Your income should provide for your current lifestyle and future consumption. Future consumption includes lumpy expenditure, such as child’s college education as well as the need to create a corpus to meet your lifestyle needs during retirement. If you live in a rational world, you would simply create a portfolio that maximises your wealth.

But you live in a real world where your concern is to protect your family’s current standard of living and improve it, if possible. In such a world, you should be investing to achieve your goals, not to earn higher returns.

Measuring risk Consider two associated issues when you chase returns. One, when you invest to earn only returns, your risk is typically measured as volatility of returns; that is, how much your actual returns fluctuate from its average returns.

In some cases, you may also be concerned about losing your capital (incurring losses). In goal-based investments, your risk is measured as the failure to meet your goal.

Suppose, based on your monthly savings and time horizon, you need to earn 10 per cent compounded return for eight years to accumulate the required wealth in your child’s college education fund.

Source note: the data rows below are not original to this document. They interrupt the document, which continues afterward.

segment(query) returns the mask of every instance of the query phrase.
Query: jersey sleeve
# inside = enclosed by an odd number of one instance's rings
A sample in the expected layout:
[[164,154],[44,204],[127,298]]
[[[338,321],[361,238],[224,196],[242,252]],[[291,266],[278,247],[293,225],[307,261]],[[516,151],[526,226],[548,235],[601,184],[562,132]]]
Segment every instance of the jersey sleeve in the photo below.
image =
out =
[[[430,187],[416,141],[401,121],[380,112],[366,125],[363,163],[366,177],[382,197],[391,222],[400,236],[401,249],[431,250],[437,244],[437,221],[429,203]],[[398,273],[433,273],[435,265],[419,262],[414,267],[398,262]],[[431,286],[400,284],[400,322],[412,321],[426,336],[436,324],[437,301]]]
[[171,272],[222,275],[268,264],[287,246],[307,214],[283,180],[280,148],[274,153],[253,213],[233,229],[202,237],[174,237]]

Your risk is the possibility that your investment will earn less than 10 per cent in any year; failing to achieve this will lead to shortfall in the required wealth at the end of eight years. Therefore, not creating a goal-based portfolio could lead you to wrongly measure risk.

And two, there is the behavioural angle. You can be continually dissatisfied if you chase returns. Why? When the equity market moves up, you may be dissatisfied that your investments did not move up more than the benchmark index. And when the market declines and your portfolio losses are higher, you may suffer regret with your investment choice. Importantly, the pain that you suffer from underperformance of your investment will be much more than the pleasure that you derive from its outperformance!

Eat returns? You realise that you cannot eat or consume returns. It is the actual post-tax cash flows from your investments that will help you meet your life goals. So, why not concentrate on achieving just that by taking only the necessary risks?

This is not to suggest that a goal-based portfolio will generate superior performance compared to a returns-based portfolio. It is just that you will stay more focused and suffer less regret even if your goal-based investment underperforms. Why?

The failure to achieve a goal does not subject you to the same dissatisfaction as the failure to outperform the market.

This is because the error of commission is less painful than the error of omission. That is, it is better to try and fail at achieving a goal than to give up a goal without trying to achieve it.

Chasing returns, on other hand, is not a one-time goal. You will always aspire for more and suffer losses from making risky bets! One last point: we are not suggesting that you should only focus on goals and give up your objective of beating the market. We believe you should concentrate on achieving your goals as part of your core portfolio and confine your desire to chase returns to your satellite portfolio.